O-GlcNAcylation of Histone Deacetylase 4 Protects the Diabetic Heart from Failure.

BACKGROUND: World-wide, diabetes and heart failure represent frequent comorbidities with high socioeconomic impact and steadily growing incidence, calling for a better understanding of how diabetic metabolism promotes cardiac dysfunction. Paradoxically, some glucose-lowering drugs have been shown to worsen heart failure, raising the question of how glucose mediates protective versus detrimental cardiac signaling. Here, we identified a histone deacetylase 4 (HDAC4) subdomain as a molecular checkpoint of adaptive and maladaptive signaling in the diabetic heart.

METHODS: A conditional HDAC4 allele was used to delete HDAC4 specifically in cardiomyocytes (HDAC4-KO). Mice were subjected to diabetes either by streptozotocin injections (STZ; type 1 diabetes model) or by crossing into mice carrying a leptin receptor mutation (db/db; type 2 diabetes model) and monitored for remodeling and cardiac function. Effects of glucose and the posttranslational modification (PTM) by β-linked N-acetylglucosamine (O-GlcNAc) on HDAC4 were investigated in vivo and in vitro by biochemical and cellular assays.

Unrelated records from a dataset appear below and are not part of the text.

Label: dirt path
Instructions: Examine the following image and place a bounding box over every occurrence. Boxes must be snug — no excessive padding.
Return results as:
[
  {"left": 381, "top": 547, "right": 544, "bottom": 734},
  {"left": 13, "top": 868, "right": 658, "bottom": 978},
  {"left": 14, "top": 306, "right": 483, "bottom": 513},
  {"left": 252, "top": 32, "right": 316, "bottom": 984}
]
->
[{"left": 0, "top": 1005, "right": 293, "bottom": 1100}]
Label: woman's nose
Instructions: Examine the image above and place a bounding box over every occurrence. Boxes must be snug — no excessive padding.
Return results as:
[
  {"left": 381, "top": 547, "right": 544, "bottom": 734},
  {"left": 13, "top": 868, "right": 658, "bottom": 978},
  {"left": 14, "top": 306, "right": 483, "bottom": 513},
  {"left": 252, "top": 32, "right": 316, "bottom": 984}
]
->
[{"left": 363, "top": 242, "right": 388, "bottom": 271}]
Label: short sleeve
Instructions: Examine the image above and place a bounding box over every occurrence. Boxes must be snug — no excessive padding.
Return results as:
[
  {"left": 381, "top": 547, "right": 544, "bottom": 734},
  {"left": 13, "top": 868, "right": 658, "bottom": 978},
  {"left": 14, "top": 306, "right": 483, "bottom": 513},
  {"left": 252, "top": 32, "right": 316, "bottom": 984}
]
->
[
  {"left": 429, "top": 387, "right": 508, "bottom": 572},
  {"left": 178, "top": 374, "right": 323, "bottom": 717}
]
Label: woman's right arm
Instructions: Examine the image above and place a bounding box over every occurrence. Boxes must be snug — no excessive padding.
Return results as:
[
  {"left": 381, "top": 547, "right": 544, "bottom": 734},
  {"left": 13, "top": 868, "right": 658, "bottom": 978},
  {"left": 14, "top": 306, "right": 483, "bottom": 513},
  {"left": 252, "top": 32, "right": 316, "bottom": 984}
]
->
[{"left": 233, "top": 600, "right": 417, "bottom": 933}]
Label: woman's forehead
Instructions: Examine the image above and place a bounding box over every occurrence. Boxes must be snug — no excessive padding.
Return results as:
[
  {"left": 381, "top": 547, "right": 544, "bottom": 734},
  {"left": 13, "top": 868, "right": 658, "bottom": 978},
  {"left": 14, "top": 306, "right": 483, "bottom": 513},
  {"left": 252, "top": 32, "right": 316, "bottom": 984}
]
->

RESULTS: We show that the cardio-protective N-terminal proteolytic fragment of HDAC4 (HDAC4-NT) is enhanced in vivo in diabetic patients and mouse models, as well as in vitro under high-glucose and high-O-GlcNAc conditions. HDAC4-KO mice develop heart failure in models of type 1 and type 2 diabetes whereas wild-type mice do not develop clear signs of heart failure, indicating that HDAC4 protects the diabetic heart. Re-expression of HDAC4-NT prevents HDAC4-dependent diabetic cardiomyopathy. Mechanistically, the PTM of HDAC4 at Ser-642 by O-GlcNAcylation is an essential step for HDAC4-NT production, which was attenuated by CaMKII-mediated phosphorylation at Ser-632. Preventing O-GlcNAcylation at Ser-642 did not only entirely preclude HDAC4-NT production but also promoted CaMKII-mediated phosphorylation at Ser-632, pointing to a mutual PTM crosstalk of (cardio-detrimental) phosphorylation at Ser-632 and (cardio-protective) O-GlcNAcylation at Ser-642.

CONCLUSIONS: In this study, we found that O-GlcNAcylation of HDAC4 at Ser-642 is cardio-protective in diabetes and counteracts pathological CaMKII signaling. We introduce a molecular model explaining how diabetic metabolism possesses important cardio-protective features besides its known detrimental effects. A deeper understanding of the here-described PTM crosstalk may lay the ground for the development of specific therapeutic concepts to treat heart failure in the context of diabetes.